Book by Tamora Pierce

First Test is a fantasy novel by Tamora Pierce, the first book in the series Protector of the Small. It details the first year of Keladry of Mindelan's training as a page of Tortall.

==Plot introduction==
Protector of the Small is set in the Tortallan world of Pierce's “Song of the Lioness” and “The Immortals” series/“The Immortals”' quartets. The protagonist is Keladry of Mindelan, a young girl who becomes the first female to train as a knight, ten years after Jonathan of Conté/King Jonathan first declared it legal. The novel tracks the first year of Keladry's training, during which she is only accepted on a probationary basis. Keladry must struggle to prove herself worthy to palace training master Wyldon of Cavall and her fellow page trainees.

==Plot summary==
In this book, Keladry of Mindelan, known as Kel, faces a tough year ahead to become a page when Lord Wyldon has put her on probation. She finds a way to cope with being in probation and trying to accept her and push herself so Lord Wyldon will approve.

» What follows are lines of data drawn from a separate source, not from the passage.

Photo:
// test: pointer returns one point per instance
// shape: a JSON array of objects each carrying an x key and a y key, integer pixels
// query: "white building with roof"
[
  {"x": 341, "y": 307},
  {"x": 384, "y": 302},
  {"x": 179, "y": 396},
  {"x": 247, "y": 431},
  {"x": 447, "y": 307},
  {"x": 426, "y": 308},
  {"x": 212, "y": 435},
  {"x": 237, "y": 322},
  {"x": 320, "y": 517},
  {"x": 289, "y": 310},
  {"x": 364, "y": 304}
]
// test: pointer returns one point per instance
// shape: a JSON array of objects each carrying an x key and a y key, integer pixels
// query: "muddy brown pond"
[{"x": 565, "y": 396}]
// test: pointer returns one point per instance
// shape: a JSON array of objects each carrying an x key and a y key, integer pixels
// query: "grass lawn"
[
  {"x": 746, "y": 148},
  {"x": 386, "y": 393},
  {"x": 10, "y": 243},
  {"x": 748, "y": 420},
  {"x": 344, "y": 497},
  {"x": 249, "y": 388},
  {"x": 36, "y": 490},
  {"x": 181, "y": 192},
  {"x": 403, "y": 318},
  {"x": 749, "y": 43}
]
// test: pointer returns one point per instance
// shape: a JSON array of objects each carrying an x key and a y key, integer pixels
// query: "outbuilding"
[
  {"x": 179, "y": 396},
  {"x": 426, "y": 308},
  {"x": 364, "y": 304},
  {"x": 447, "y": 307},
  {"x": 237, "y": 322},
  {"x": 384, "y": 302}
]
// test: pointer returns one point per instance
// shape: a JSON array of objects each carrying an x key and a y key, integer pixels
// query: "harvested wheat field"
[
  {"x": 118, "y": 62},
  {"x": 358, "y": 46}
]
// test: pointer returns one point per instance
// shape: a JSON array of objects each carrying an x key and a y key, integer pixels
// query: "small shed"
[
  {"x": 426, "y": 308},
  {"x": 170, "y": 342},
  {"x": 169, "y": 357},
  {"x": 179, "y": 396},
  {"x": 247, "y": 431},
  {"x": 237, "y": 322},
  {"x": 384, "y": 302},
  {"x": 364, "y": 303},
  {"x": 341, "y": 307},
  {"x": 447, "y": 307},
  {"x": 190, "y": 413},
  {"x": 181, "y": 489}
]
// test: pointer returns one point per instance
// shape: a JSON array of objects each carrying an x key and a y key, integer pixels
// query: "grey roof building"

The first Protector of the Small book tells of Kel's fight to become a first year page who is accepted and treated equally. While the laws of Tortall may have been changed to favour gender equality, the reality of entering into a traditionally male domain presents many hurdles to the protagonist. Kel is accepted into the royal page program. However, she is placed on probation for the first year. She is forced to deal with hazing from her all-male peers, including derogatory writing on her walls, the destruction of her belongings, and discrimination from the training master. All the while, Kel is the first female openly attempting to become a knight within the century. Throughout the novel, there is the ever-lurking question of whether the training master will let her continue to train. This is because he, like many, does not believe that women can equal men in combat. While all this is going on, a secret benefactor encourages her with gifts.

When Kel is getting ready for her first day of training, she receives an unexpected gift: an incredibly high quality dagger and a whetstone for sharpening. At that time, the dagger and a whetstone was unaffordable except by people of the higher classes. At midwinter feast time, she also receives a powerful bruise balm from a mysterious gift-giver.

Keladry is unashamed of being a woman. Before heading to the first supper after her arrival at court, she changes into a dress, choosing to highlight rather than hide her femininity. She states, "She was a girl; she had nothing to be ashamed of, and they had better learn that first thing." She thumbed her nose at the boys who vandalized her room prior to her arrival and chose to highlight the fact that she was a girl, and she was a warrior.

Keladry hates bullies. After realizing that Joren of Stone Mountain and his friends were bullying first year pages, she defied tradition and started patrolling the halls. She also fights the boys whenever she found them hurting others. Nealan, also known as Neal to his friends (possibly the oldest page in the history of pages) becomes her best friend as well as her sponsor. The other first-year pages gradually accept Kel (as she is known to her friends and family) as she defends them from the bullies.

== Sequels ==
The series is followed by Page (2000), Squire (2001), and Lady Knight (2002).